Jerry Levitan's off-the-cuff chat with John Lennon in the musician's hotel room nearly 40 years ago, transformed last year into a five-minute animated short titled I Met The Walrus, could now win the Toronto lawyer an Academy Award.
It was a Monday morning in May of 1969 and the then-14-year-old Levitan should have been getting ready to go to school. Instead he grabbed his brother's Super-8 camera and at 7am headed downtown to the King Edward Hotel where he had a sneaking suspicion John Lennon might be after hearing the Beatle had been spotted the night before at Toronto's Pearson Airport.
Levitan entered the hotel, zoomed up to the top floor, and knocked on every door, hoping one would lead to the musical icon he'd always dreamed of meeting. A housekeeper saw him and asked if he was looking for 'the Beatle.' He said he was and she directed him to another room a few floors down. He saw Yoko Ono's daughter Kyoko playing outside one of the rooms and knew he'd found "the centre of all things."
"My heart was racing," Levitan recalls in a conversation with
CityNews.ca. "I knocked on the door. It opened up a bit, and I barged my way in, staring at my feet as I was walking. I turned a corner, looked up, and five feet in front of me sat John Lennon and Yoko Ono."
The barefoot Lennon, in the middle of an interview, laughed when he saw the bespectacled, dumbstruck teen in front of him, but his laughter turned to amazement when he saw what Levitan had with him - a copy of John and Yoko's infamous Two Virgins album, confiscated by authorities in parts of North America because the photo of them naked on the cover was deemed obscene.
"He said
(replicating Lennon's Liverpudlian brogue) 'I thought the Mounties came in and took them all from Canada,'" Levitan describes. "He was happy and surprised I had it, did this great autograph and drew a cartoon of him and Yoko on it."
After grabbing some shots of John and Yoko in the room, Levitan boldly asked Lennon if he could return later in the day for an interview. Lennon agreed.
"I realized to my horror I hadn't prepared one question. I had some good questions, some crazy questions, some totally 14-year-old questions," Levitan says, having borrowed a reel-to-reel tape recorder from CHUM Radio for the interview. "I spent a lot of time talking about myself, I wanted John Lennon, my hero, to know who I was. He let me do that, and let me stay, and connected with me. It was important for him, for whatever reason, to give me that quality experience."
What struck Levitan, who aside from practicing law is also a well-known
children's entertainer, was just how 'real' Lennon was.
"Joking with me, listening to what I had to say.

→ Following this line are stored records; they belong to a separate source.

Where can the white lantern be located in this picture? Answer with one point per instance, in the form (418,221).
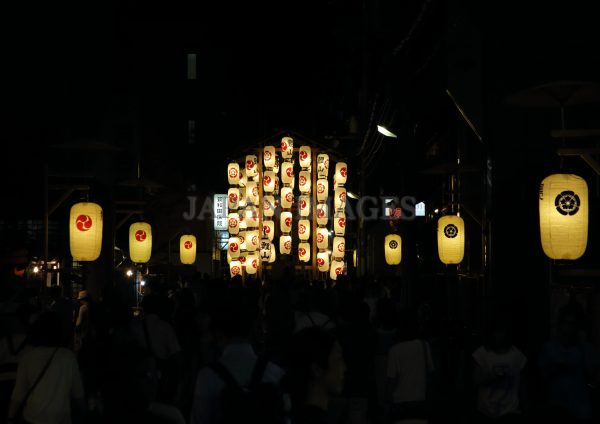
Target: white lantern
(287,172)
(287,197)
(268,230)
(304,229)
(285,222)
(451,239)
(339,248)
(252,263)
(140,242)
(339,223)
(269,157)
(252,193)
(304,252)
(187,249)
(339,200)
(304,205)
(85,231)
(564,216)
(252,240)
(233,198)
(322,238)
(322,190)
(251,168)
(304,182)
(305,156)
(269,181)
(341,172)
(393,249)
(337,268)
(322,214)
(285,245)
(287,147)
(323,261)
(235,268)
(234,247)
(233,173)
(233,223)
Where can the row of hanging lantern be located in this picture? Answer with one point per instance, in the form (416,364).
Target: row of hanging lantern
(85,237)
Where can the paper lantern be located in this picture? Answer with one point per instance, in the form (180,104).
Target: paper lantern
(252,193)
(393,249)
(287,197)
(265,250)
(322,214)
(305,156)
(304,252)
(304,182)
(233,198)
(252,240)
(304,229)
(85,231)
(322,166)
(269,157)
(285,222)
(339,223)
(322,238)
(140,242)
(268,206)
(564,216)
(341,172)
(285,245)
(252,263)
(304,205)
(187,249)
(339,248)
(235,268)
(251,168)
(337,268)
(451,239)
(323,261)
(339,200)
(233,223)
(322,190)
(233,173)
(269,181)
(287,172)
(287,147)
(268,230)
(234,247)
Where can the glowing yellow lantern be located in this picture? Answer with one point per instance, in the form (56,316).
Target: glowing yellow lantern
(323,261)
(322,190)
(187,249)
(304,252)
(285,222)
(140,242)
(85,231)
(564,216)
(304,182)
(305,156)
(233,173)
(285,245)
(287,147)
(269,157)
(322,238)
(451,239)
(339,248)
(393,249)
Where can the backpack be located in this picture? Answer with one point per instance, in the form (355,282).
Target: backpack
(259,402)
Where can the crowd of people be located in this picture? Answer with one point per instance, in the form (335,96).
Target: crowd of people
(282,352)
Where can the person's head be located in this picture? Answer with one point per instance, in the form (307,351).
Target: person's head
(316,362)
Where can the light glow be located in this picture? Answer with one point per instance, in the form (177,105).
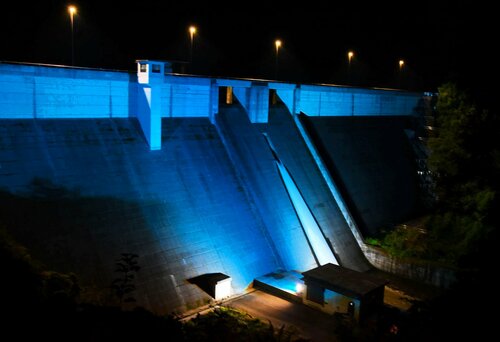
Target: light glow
(350,55)
(278,44)
(223,289)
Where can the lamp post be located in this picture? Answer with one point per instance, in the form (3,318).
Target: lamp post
(192,32)
(350,55)
(72,12)
(401,64)
(277,43)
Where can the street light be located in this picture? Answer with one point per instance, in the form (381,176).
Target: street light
(401,64)
(350,55)
(192,32)
(278,44)
(72,12)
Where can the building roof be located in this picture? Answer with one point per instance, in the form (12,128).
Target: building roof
(343,280)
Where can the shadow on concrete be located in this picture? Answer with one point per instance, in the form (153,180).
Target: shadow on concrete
(208,281)
(71,232)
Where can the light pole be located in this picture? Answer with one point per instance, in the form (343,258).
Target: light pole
(350,55)
(192,32)
(277,43)
(400,73)
(401,64)
(72,12)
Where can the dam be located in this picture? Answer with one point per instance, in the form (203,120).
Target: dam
(198,175)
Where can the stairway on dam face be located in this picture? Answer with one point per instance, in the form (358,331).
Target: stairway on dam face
(78,193)
(293,151)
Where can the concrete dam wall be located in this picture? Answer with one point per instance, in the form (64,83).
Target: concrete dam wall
(98,163)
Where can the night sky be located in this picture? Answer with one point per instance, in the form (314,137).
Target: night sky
(439,41)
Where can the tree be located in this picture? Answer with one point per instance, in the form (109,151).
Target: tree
(123,286)
(465,161)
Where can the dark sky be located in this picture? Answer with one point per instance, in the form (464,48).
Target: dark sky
(439,41)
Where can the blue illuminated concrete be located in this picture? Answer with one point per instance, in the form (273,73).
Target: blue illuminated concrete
(40,91)
(153,164)
(293,151)
(181,209)
(319,246)
(257,170)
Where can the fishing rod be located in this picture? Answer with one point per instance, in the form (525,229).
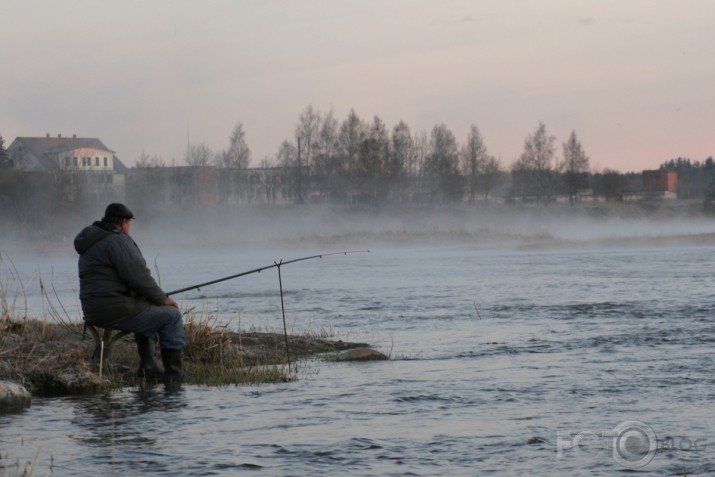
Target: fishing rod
(278,266)
(258,270)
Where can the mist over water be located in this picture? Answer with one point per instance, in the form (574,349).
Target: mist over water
(514,333)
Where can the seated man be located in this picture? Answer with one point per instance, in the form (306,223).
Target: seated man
(118,291)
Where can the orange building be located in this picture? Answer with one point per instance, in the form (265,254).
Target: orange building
(660,181)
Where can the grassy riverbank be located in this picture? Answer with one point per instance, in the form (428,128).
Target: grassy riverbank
(51,358)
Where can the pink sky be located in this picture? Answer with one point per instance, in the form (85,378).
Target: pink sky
(633,79)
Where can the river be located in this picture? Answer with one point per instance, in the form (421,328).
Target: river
(561,360)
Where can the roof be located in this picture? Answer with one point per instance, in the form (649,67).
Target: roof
(45,147)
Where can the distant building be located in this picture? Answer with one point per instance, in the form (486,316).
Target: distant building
(58,154)
(661,183)
(85,166)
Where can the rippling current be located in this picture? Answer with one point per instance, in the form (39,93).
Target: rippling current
(575,361)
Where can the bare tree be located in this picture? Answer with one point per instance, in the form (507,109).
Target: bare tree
(421,144)
(492,174)
(474,159)
(403,153)
(350,136)
(442,163)
(538,163)
(238,154)
(146,161)
(287,155)
(327,166)
(306,134)
(199,155)
(575,166)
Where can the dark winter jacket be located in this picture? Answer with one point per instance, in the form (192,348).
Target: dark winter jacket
(114,281)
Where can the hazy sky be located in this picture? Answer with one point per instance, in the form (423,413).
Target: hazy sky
(634,78)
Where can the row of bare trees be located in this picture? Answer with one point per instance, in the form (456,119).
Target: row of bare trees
(332,155)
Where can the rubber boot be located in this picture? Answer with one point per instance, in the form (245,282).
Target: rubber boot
(148,367)
(172,365)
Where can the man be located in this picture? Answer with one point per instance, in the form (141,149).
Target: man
(118,291)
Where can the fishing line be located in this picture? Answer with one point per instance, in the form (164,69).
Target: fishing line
(258,270)
(278,266)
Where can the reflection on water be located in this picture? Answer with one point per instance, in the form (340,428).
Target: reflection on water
(565,343)
(103,420)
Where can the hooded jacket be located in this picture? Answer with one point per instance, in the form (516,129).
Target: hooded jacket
(114,281)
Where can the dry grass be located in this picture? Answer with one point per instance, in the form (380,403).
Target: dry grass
(52,356)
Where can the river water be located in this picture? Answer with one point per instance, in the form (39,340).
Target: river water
(507,360)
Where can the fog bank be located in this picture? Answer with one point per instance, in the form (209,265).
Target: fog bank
(326,226)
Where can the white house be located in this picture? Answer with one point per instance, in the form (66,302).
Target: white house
(62,154)
(85,166)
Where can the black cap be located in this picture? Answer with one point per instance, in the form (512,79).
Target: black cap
(118,211)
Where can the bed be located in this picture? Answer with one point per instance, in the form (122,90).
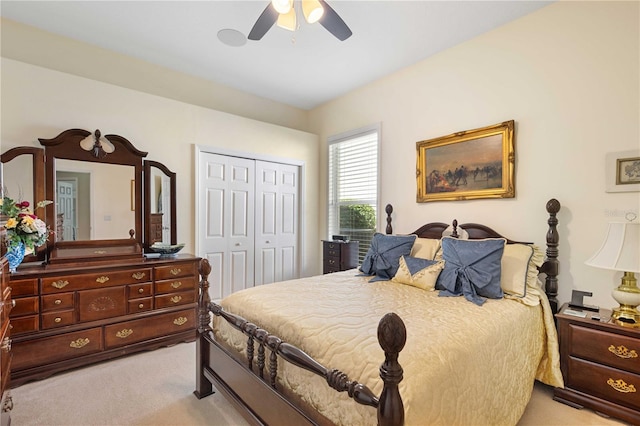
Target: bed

The coolness of how he treated me made me appreciate him even more. I knew he was this phenomenal artist, arguably one of the most important cultural artists of the 20th century. (But) you never know, sometimes you meet someone famous and they're an idiot or irritating or rough with you. He was far from that," he reveals.

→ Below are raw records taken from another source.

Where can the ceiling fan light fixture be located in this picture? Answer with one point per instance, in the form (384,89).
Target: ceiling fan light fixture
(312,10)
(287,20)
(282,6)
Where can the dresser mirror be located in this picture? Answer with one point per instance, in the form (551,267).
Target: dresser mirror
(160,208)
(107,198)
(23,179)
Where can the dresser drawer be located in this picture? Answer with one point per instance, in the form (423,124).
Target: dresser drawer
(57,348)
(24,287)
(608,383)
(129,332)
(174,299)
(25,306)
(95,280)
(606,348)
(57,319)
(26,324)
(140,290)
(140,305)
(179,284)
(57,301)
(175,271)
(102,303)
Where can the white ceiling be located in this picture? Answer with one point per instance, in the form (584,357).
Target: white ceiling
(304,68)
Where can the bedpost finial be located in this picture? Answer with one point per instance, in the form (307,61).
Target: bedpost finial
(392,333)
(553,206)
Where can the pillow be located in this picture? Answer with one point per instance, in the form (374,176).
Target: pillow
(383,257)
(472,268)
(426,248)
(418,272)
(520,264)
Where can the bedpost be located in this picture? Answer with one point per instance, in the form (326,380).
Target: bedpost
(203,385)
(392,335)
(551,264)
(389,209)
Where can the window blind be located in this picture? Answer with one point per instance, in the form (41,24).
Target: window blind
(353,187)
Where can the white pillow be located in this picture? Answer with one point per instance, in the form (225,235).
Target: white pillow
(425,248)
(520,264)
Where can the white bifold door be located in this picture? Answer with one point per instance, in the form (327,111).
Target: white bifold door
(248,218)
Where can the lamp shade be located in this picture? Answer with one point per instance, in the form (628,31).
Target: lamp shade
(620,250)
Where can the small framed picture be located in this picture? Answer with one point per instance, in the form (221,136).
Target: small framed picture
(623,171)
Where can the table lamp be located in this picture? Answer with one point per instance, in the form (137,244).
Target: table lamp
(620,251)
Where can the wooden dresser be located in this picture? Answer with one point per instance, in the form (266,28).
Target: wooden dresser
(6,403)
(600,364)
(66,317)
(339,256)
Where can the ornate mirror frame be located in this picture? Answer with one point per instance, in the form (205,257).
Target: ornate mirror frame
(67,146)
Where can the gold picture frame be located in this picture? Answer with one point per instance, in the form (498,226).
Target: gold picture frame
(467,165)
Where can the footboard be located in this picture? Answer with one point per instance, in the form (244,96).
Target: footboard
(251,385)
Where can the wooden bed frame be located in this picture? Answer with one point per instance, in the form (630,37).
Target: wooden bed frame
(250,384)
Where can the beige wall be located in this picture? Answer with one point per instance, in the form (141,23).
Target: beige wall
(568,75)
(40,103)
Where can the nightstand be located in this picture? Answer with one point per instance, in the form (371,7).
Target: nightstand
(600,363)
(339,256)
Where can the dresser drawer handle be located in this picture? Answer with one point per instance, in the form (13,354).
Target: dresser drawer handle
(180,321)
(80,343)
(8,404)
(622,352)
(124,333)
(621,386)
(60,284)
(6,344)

"I kept trying to read messages into the songs, and he kept knocking me down and saying, 'No, I'm just an ordinary guy. I get up in the morning, I have a coffee, cup of tea. I'm just an ordinary guy writing about me songs. We all are, all four of us.'"

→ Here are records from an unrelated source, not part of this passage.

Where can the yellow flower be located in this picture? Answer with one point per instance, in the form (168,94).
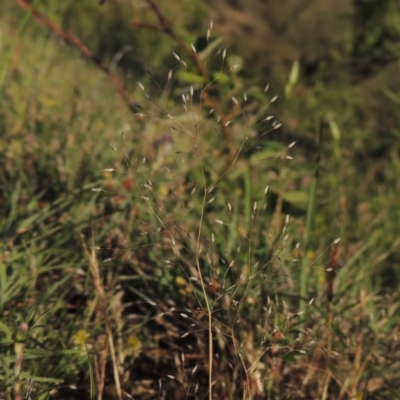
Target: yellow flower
(81,337)
(180,281)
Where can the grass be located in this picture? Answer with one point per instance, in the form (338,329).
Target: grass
(171,253)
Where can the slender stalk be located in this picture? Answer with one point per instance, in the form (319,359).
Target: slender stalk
(310,220)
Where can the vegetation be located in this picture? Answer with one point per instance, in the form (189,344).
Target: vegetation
(173,228)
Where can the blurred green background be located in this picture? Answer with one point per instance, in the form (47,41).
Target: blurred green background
(334,66)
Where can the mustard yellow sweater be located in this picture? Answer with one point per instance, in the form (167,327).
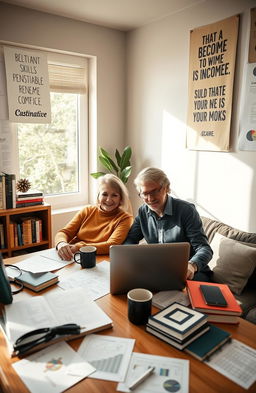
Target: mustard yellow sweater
(95,227)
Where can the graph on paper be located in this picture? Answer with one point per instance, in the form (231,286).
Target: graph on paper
(109,355)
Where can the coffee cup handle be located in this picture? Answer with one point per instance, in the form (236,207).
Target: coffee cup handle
(77,253)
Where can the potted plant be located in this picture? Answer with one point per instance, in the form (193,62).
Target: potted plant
(121,166)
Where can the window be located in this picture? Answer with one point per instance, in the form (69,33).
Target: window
(54,157)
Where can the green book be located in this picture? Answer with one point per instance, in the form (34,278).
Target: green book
(204,346)
(37,281)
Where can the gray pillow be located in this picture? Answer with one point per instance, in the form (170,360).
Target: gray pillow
(233,262)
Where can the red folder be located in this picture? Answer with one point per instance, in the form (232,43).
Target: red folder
(198,302)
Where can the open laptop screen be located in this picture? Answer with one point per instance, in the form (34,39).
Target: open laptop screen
(156,267)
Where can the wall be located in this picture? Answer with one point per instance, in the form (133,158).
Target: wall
(107,50)
(223,185)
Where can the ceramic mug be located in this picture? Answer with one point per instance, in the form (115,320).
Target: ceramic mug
(139,305)
(86,257)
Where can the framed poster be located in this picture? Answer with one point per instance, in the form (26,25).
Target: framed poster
(27,86)
(211,77)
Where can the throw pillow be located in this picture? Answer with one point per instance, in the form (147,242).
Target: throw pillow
(233,262)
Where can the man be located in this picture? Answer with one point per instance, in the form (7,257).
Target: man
(164,219)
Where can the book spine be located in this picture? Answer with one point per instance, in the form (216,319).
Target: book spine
(19,234)
(27,231)
(30,195)
(29,199)
(1,193)
(29,204)
(2,239)
(12,237)
(13,177)
(8,191)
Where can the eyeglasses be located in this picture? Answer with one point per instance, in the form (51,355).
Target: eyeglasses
(29,341)
(153,193)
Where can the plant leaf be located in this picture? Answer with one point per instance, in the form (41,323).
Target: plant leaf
(104,153)
(108,164)
(96,175)
(125,159)
(105,156)
(118,157)
(125,174)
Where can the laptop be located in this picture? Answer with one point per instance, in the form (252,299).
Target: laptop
(157,267)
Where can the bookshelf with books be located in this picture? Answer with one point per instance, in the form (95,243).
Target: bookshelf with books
(25,229)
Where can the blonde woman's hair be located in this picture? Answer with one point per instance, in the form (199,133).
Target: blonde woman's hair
(118,186)
(152,174)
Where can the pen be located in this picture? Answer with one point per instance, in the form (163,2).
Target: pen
(142,378)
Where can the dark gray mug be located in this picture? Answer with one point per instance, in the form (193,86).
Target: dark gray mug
(86,257)
(139,305)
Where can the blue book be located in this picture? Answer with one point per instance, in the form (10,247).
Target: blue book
(211,341)
(37,281)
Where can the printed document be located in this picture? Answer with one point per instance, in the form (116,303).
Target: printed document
(96,280)
(53,309)
(237,362)
(53,369)
(170,374)
(43,262)
(109,355)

For years Levitan held onto and cherished that half-hour conversation with Lennon, and though he always knew he wanted to do something with it he was waiting for the right opportunity. Three years ago that opportunity came along in the form of Toronto filmmaker-animator Josh Raskin, who had the idea to trim down the audio interview to five minutes and set it to animation. The film marries Lennon's words to evocative pen sketches by artist James Braithwaite and digital illustration by Alex Kurina.
The project cost $50,000, about half of that supplied by Bravo!FACT, and since its release has won a slew of awards including the American Film Institute's Best Animated Short prize and Best Animation at the Middle East International Film Festival.
On February 24, Levitan may also win an Oscar for the film. If he does it'll no doubt be another life-changing experience, although perhaps not quite as profound as that day he met 'the Beatle.'
"So much of who I am today and who I was then is because of that experience," Levitan admits, adding that a part of him died the day Lennon was fatally shot in 1980. "What he did to me, by treating me that way, the things he said to me. I loved him."